The most important factors that led to deinstitutionalisation were changing public attitudes to mental health and mental hospitals, the introduction of psychiatric drugs and individual states' desires to reduce costs from mental hospitals. The federal government offered financial incentives to the states to achieve this goal. Stroman pinpoints World War II as the point when attitudes began to change. In 1946, Life magazine published one of the first exposés of the shortcomings of mental illness treatment. Also in 1946, Congress passed the National Mental Health Act of 1946, which created the National Institute of Mental Health (NIMH). NIMH was pivotal in funding research for the developing mental health field.

President John F. Kennedy had a special interest in the issue of mental health because his sister, Rosemary, had incurred brain damage after being lobotomised at the age of 23. His administration sponsored the successful passage of the Community Mental Health Act, one of the most important laws that led to deinstitutionalization. The movement continued to gain momentum during the Civil Rights Movement. The 1965 amendments to Social Security shifted about 50% of the mental health care costs from states to the federal government, motivating state governments to promote deinstitutionalization. The 1970s saw the founding of several advocacy groups, including Liberation of Mental Patients, Project Release, Insane Liberation Front, and the National Alliance on Mental Illness (NAMI).

The lawsuits these activist groups filed led to some key court rulings in the 1970s that increased the rights of patients. In 1973, a federal district court ruled in Souder v. Brennan that whenever patients in mental health institutions performed activity that conferred an economic benefit to an institution, they had to be considered employees and paid the minimum wage required by the Fair Labor Standards Act of 1938. Following this ruling, institutional peonage was outlawed. In the 1975 ruling O'Connor v. Donaldson, the U.S. Supreme Court restricted the rights of states to incarcerate someone who was not violent. This was followed up with the 1978 ruling Addington v. Texas, further restricting states from confining anyone involuntarily for mental illness. In 1975, the United States Court of Appeals for the First Circuit ruled in favour of the Mental Patient's Liberation Front in Rogers v. Okin, establishing the right of a patient to refuse treatment. Later reforms included the Mental Health Parity Act, which required health insurers to give mental health patients equal coverage.
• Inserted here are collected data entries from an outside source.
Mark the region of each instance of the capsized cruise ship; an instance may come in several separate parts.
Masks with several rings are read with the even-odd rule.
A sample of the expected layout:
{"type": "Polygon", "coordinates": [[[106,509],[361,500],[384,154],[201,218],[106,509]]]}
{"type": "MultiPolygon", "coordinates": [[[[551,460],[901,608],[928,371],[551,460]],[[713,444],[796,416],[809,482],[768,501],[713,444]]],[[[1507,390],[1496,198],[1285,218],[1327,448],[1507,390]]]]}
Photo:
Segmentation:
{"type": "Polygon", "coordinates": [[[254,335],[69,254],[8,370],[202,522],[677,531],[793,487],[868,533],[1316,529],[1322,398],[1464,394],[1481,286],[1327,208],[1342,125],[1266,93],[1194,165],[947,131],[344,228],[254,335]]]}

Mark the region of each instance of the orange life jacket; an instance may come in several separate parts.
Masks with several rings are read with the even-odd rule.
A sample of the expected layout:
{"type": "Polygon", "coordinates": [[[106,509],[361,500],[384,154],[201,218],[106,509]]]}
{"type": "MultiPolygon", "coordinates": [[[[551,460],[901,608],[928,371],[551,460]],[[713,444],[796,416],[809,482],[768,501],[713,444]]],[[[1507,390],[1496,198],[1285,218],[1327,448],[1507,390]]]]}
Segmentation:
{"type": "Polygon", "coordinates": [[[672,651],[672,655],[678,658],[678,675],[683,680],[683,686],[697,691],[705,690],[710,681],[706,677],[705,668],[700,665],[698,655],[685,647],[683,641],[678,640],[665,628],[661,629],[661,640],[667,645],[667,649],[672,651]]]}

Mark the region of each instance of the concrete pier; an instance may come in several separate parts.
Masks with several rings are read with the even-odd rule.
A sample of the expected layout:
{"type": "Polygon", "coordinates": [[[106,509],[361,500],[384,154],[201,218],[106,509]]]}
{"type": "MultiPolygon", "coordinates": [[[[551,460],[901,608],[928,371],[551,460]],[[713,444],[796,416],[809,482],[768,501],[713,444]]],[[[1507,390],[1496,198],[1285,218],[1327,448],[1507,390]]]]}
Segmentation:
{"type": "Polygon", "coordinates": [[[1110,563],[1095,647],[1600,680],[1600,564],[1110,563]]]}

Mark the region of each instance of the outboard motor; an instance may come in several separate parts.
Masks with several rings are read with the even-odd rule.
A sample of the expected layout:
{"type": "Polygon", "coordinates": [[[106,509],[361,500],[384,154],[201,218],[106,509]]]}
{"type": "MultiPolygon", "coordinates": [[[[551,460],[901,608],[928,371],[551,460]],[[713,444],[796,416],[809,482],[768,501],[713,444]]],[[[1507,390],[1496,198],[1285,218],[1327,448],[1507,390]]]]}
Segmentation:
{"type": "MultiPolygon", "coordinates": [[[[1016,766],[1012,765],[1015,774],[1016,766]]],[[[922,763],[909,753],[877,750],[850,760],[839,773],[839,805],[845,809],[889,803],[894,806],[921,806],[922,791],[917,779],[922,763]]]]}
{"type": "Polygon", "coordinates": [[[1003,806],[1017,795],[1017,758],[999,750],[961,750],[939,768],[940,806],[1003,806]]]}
Other factors included scandals. A 1972 television broadcast exposed the abuse and neglect of 5,000 patients at the Willowbrook State School in Staten Island, New York. The Rosenhan's experiment in 1973 caused several psychiatric hospitals to fail to notice fake patients who showed no symptoms once they were institutionalized. The pitfalls of institutionalization were dramatized in an award-winning 1975 film, One Flew Over the Cuckoo's Nest.

In 1955, for every 100,000 US citizens there were 340 psychiatric hospital beds. In 2005 that number had diminished to 17 per 100,000.

South America

In several South American countries,, such as in Argentina, the total number of beds in asylum-type institutions has decreased, replaced by psychiatric inpatient units in general hospitals and other local settings.

In Brazil, there are 6003 psychiatrists, 18,763 psychologists, 1985 social workers, 3119 nurses and 3589 occupational therapists working for the Unified Health System (SUS). At primary care level, there are 104,789 doctors, 184, 437 nurses and nurse technicians and 210,887 health agents. The number of psychiatrists is roughly 5 per 100,000 inhabitants in the Southeast region, and the Northeast region has less than 1 psychiatrist per 100,000 inhabitants. The number of psychiatric nurses is insufficient in all geographical areas, and psychologists outnumber other mental health professionals in all regions of the country. The rate of beds in psychiatric hospitals in the country is 27.17 beds per 100,000 inhabitants. The rate of patients in psychiatric hospitals is 119 per 100,000 inhabitants. The average length of stay in mental hospitals is 65.29 days.